I've been looking for a rack 4-6 bike rack that can fit multiple bike types (mostly mountain, kids bikes (in the future), and potentially road/gravel bikes as well. The ability to store it flat against the wall in the garage is another thing I'm looking for.

So up until this point, the Lolo rack has seemed to be the best option. It seems to have pretty good reviews (even if its not as many as say... the Northshore bike rack, or 1up), and seems to fit the other criteria. But if the Woof rax are just as good, then that seems to be an easy way to save a couple hundred bucks. But if its a cheap knockoff... Then there is no way its worth it.

That said, if anyone knows of any other options I should be looking at, I'm all ears .


----------



## OldHouseMan (Dec 7, 2006)

Just at a glance, the Lolo Rack looks far more refined than the Woof Rax. 

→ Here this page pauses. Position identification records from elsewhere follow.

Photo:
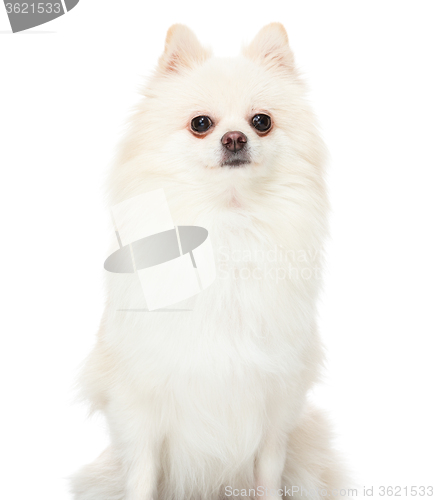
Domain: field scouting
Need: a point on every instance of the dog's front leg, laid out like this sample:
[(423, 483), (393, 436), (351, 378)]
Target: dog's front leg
[(138, 442), (142, 473), (270, 466)]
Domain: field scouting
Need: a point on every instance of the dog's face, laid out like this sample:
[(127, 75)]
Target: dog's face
[(238, 125)]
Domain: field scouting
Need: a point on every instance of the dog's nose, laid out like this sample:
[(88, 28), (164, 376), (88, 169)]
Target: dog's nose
[(234, 141)]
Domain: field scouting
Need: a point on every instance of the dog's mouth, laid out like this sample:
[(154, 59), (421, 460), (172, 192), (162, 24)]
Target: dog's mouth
[(234, 163)]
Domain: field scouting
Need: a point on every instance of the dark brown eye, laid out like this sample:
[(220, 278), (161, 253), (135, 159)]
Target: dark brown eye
[(261, 122), (201, 124)]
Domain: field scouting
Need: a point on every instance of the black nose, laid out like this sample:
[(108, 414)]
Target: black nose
[(234, 141)]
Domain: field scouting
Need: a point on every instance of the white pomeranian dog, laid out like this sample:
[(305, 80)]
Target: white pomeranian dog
[(211, 403)]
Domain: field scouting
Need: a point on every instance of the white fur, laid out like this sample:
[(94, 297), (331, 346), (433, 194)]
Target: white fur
[(216, 397)]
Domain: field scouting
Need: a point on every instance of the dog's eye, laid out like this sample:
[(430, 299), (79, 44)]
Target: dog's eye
[(261, 122), (201, 124)]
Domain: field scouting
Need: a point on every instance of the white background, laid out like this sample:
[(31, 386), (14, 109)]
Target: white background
[(65, 91)]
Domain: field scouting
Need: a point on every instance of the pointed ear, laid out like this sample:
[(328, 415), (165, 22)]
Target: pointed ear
[(182, 50), (270, 47)]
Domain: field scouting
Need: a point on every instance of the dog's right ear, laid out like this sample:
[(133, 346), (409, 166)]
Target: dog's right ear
[(182, 50)]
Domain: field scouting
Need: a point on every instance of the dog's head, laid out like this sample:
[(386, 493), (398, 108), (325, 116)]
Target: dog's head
[(235, 130)]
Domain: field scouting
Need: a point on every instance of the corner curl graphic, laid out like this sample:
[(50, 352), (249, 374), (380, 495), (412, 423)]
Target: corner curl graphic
[(25, 15)]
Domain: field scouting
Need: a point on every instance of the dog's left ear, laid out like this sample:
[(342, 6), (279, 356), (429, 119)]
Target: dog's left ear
[(182, 50), (270, 47)]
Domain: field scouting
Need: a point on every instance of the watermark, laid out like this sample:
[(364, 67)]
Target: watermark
[(24, 15), (293, 491), (301, 492), (275, 263)]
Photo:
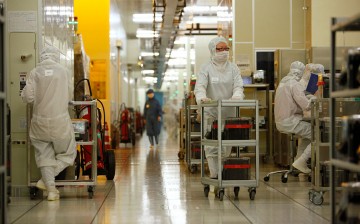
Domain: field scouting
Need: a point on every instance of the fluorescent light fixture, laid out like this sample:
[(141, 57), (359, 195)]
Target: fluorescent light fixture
[(177, 62), (150, 80), (204, 9), (147, 72), (146, 33), (146, 17), (183, 40), (204, 20), (149, 54)]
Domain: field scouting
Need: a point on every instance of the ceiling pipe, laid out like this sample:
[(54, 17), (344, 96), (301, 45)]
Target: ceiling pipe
[(167, 34)]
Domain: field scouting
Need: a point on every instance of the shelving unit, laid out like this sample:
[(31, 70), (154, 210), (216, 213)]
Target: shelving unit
[(252, 182), (260, 92), (320, 144), (4, 137), (339, 25), (193, 134)]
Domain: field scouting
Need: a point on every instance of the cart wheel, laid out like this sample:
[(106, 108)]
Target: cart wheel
[(133, 138), (310, 195), (193, 168), (33, 193), (181, 155), (206, 190), (236, 191), (77, 165), (317, 198), (91, 191), (252, 194), (283, 178), (221, 195), (110, 164)]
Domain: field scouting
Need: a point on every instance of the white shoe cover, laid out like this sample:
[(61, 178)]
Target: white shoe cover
[(41, 185), (53, 195), (301, 165)]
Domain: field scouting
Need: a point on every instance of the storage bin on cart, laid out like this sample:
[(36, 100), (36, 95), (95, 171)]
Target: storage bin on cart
[(236, 169), (81, 129), (196, 150), (236, 128)]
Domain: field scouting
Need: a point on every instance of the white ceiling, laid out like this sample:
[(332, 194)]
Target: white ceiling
[(168, 30)]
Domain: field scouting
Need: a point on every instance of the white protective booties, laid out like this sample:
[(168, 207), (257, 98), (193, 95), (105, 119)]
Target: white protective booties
[(41, 185), (213, 165), (53, 194), (301, 165)]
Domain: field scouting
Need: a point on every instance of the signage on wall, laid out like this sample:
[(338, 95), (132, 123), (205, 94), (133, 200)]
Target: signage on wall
[(243, 63), (22, 21)]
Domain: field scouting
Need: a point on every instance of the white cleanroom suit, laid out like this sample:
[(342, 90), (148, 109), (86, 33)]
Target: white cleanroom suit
[(290, 102), (218, 79), (49, 89)]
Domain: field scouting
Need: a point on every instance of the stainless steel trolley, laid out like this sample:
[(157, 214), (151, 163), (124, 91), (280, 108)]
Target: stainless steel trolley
[(192, 154), (91, 183), (220, 183)]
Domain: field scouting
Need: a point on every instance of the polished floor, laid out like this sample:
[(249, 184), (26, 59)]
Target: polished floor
[(153, 186)]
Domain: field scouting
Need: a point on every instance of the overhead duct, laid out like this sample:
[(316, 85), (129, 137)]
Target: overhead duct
[(170, 24)]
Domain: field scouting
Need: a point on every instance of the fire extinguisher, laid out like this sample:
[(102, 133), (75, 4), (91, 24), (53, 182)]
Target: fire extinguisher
[(84, 112)]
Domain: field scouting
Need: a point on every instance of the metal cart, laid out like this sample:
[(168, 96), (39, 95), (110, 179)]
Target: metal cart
[(320, 144), (91, 183), (193, 145), (220, 183)]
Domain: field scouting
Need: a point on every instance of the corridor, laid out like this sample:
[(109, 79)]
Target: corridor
[(153, 186)]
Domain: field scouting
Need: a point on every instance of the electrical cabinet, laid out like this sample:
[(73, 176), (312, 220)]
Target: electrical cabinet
[(345, 209), (4, 137), (260, 92)]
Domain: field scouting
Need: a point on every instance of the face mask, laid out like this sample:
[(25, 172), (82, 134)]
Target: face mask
[(221, 56)]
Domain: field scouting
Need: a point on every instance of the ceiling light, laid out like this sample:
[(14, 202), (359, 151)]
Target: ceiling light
[(147, 72), (146, 33), (149, 54), (177, 62), (204, 20), (150, 80), (204, 9), (146, 17), (183, 40)]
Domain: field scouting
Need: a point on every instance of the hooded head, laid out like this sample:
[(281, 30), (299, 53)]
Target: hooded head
[(296, 72), (297, 69), (311, 68), (50, 53), (214, 42), (150, 93), (219, 58)]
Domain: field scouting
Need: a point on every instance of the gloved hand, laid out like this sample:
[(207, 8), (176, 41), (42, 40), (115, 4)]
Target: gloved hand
[(236, 98), (205, 100), (311, 97)]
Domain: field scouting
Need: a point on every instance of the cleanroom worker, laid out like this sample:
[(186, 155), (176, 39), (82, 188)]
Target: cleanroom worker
[(49, 89), (290, 102), (152, 115), (218, 79)]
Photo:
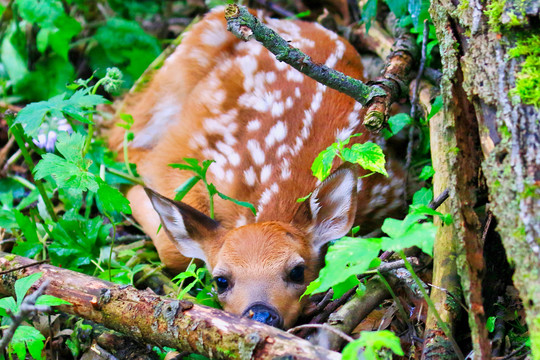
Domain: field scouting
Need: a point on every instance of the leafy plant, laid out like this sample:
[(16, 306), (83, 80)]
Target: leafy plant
[(344, 262), (206, 294), (372, 342), (368, 155), (200, 171), (25, 337)]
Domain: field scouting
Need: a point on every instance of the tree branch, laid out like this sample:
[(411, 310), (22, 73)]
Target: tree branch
[(163, 321), (246, 26)]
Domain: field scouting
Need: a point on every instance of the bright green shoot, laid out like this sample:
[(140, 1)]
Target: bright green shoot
[(200, 171), (368, 155)]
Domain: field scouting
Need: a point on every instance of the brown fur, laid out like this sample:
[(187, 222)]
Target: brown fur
[(256, 256)]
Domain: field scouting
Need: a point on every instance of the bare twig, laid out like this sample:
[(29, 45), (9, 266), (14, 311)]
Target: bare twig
[(27, 308), (322, 326), (439, 200), (23, 267), (275, 8), (414, 105), (246, 26)]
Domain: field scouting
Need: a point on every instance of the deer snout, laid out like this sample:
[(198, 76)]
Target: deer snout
[(264, 313)]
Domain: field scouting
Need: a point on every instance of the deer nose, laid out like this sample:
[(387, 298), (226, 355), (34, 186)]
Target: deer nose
[(265, 314)]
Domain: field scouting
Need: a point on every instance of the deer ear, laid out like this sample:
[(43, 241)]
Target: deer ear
[(329, 212), (187, 227)]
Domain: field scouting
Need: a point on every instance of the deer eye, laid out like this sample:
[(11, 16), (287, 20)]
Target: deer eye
[(222, 284), (297, 274)]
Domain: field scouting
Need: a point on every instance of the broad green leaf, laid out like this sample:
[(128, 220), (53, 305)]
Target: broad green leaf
[(322, 165), (8, 304), (66, 173), (23, 285), (347, 257), (398, 7), (27, 336), (372, 341), (423, 197), (426, 173), (420, 235), (13, 53), (183, 189), (368, 155), (111, 199), (238, 202), (51, 300)]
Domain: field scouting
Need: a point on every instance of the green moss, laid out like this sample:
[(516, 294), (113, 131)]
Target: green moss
[(494, 12), (528, 79)]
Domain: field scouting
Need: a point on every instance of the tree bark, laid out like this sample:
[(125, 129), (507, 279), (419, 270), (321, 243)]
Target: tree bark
[(481, 113), (161, 321)]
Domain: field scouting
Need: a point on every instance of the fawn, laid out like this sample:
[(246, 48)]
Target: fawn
[(263, 123)]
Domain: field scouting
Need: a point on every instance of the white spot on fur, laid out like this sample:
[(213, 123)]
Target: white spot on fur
[(229, 152), (229, 176), (249, 176), (241, 221), (214, 33), (253, 125), (285, 169), (163, 115), (277, 109), (256, 152), (277, 133), (266, 196), (265, 173), (289, 103)]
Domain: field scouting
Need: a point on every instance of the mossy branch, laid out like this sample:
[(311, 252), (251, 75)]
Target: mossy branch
[(246, 26)]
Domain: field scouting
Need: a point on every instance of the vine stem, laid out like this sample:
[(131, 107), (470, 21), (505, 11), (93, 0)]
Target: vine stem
[(17, 132), (431, 305), (90, 134)]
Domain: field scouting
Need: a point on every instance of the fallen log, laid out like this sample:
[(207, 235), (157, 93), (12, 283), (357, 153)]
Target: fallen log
[(158, 320)]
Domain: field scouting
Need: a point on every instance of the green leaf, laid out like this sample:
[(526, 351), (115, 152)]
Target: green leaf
[(341, 288), (27, 336), (420, 235), (23, 285), (183, 189), (31, 117), (322, 165), (436, 107), (238, 202), (426, 173), (368, 155), (111, 200), (71, 171), (423, 197), (345, 258), (490, 325), (419, 12), (8, 304), (398, 7), (51, 301), (373, 341), (369, 12)]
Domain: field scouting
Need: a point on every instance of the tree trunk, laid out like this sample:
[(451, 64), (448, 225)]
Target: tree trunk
[(491, 140), (161, 321)]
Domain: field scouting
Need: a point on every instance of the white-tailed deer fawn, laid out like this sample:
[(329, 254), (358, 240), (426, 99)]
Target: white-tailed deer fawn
[(263, 123)]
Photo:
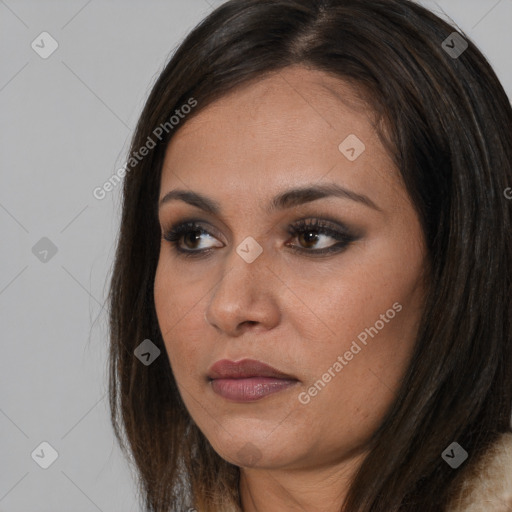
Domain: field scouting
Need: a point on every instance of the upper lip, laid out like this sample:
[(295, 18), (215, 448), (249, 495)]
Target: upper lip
[(226, 369)]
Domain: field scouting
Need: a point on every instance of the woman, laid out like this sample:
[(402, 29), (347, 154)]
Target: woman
[(315, 235)]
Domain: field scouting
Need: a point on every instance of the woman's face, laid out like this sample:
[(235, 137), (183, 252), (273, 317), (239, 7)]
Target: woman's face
[(340, 324)]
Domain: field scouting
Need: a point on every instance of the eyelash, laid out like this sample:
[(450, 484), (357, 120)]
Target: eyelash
[(320, 227)]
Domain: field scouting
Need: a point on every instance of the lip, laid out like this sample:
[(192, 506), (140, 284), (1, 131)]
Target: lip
[(247, 380)]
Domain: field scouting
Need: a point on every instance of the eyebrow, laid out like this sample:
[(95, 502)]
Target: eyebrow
[(287, 199)]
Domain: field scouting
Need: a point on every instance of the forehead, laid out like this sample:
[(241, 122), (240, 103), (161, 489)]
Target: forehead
[(285, 128)]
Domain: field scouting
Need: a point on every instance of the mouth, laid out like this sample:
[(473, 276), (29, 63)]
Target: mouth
[(247, 380)]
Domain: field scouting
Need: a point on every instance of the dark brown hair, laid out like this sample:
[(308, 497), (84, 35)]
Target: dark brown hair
[(448, 124)]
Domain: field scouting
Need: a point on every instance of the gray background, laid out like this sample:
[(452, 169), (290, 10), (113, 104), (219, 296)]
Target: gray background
[(65, 127)]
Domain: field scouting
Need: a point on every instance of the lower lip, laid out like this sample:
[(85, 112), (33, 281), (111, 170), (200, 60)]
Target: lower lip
[(250, 388)]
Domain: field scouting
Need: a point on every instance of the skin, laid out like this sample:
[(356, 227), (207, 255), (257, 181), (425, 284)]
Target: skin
[(294, 311)]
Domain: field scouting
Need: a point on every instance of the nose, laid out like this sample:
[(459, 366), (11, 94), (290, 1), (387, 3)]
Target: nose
[(245, 298)]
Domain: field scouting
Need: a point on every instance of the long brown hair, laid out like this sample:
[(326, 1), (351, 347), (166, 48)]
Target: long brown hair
[(448, 124)]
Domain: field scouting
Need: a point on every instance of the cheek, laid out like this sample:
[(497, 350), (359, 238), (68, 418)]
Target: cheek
[(178, 307)]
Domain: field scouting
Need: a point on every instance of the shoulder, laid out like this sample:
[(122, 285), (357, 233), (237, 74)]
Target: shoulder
[(488, 486)]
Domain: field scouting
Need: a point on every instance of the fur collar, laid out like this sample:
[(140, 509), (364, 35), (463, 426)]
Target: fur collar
[(487, 487)]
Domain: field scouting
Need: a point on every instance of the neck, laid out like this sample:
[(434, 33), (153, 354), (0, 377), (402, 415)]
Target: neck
[(322, 489)]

Personally, I'd go with a tray rack, but if you need to haul more than 4 bikes, this style rack is about your only choice.


----------



## boardguru (Oct 3, 2009)

We have both a North Shore and a Lolo 6 bike racks. They are both great racks, different ways of holding bikes on, forks or handlebars. Got the Lolo for my wife's FJ as it is easier to load/unload bikes for her than the North Shore rack which is on my 4Runner. I like the Lolo for the ability to not have to lower the rack all the way to the ground to access the rear door. Same with the North Shore. Just a small point and the Woof Rax is a bit cheaper price wise. Looks solidly built from the video. Lots of different choices out there. Good luck in your search.


----------



## Shark (Feb 4, 2006)

I saw a vehicle with a woofrax on it the other day. Looked like a nice rack. Didn't see the owners though to ask if they liked it

Sent from my SM-G960U using Tapatalk


----------



## bikerant (Jul 23, 2020)

*What did you go choose?*

I am in a similar spot, we have 6 in the family and need a way to get all our bikes around now that everyone wants to go out on bike trips together. I was looking at the Woof Rax and Velocirax. I'm interested to hear what you went with or if you found a better alternative?​


----------



## BmanInTheD (Sep 19, 2014)

I've used my Lolorack for the last month from TX to WYO to UT with 5 bikes and it has worked flawlessly so far. Really only small complaints are that I have to keep the pin greased to be able to easily insert and remove pin to open SUV rear door and the bar mount does scuff up a carbon bar a bit.


----------



## DudeAbides (Oct 18, 2018)

Look at shipping, kind of makes the woofrax less of a deal compared to the Lolo unless picking up.


----------



## Cerpss (Sep 13, 2015)

It seems like these racks put pretty much all the weight on the stem/1 side of the handlebar. It makes me nervous to put all that weight on the stem and steerer tube. Am I overthinking this or is it a valid concern?


----------



## DudeAbides (Oct 18, 2018)

Those components are designed to handle a rider’s weight...at speed...over rough ****. I don’t think dangling from a rack is going to stress them in the slightest.


----------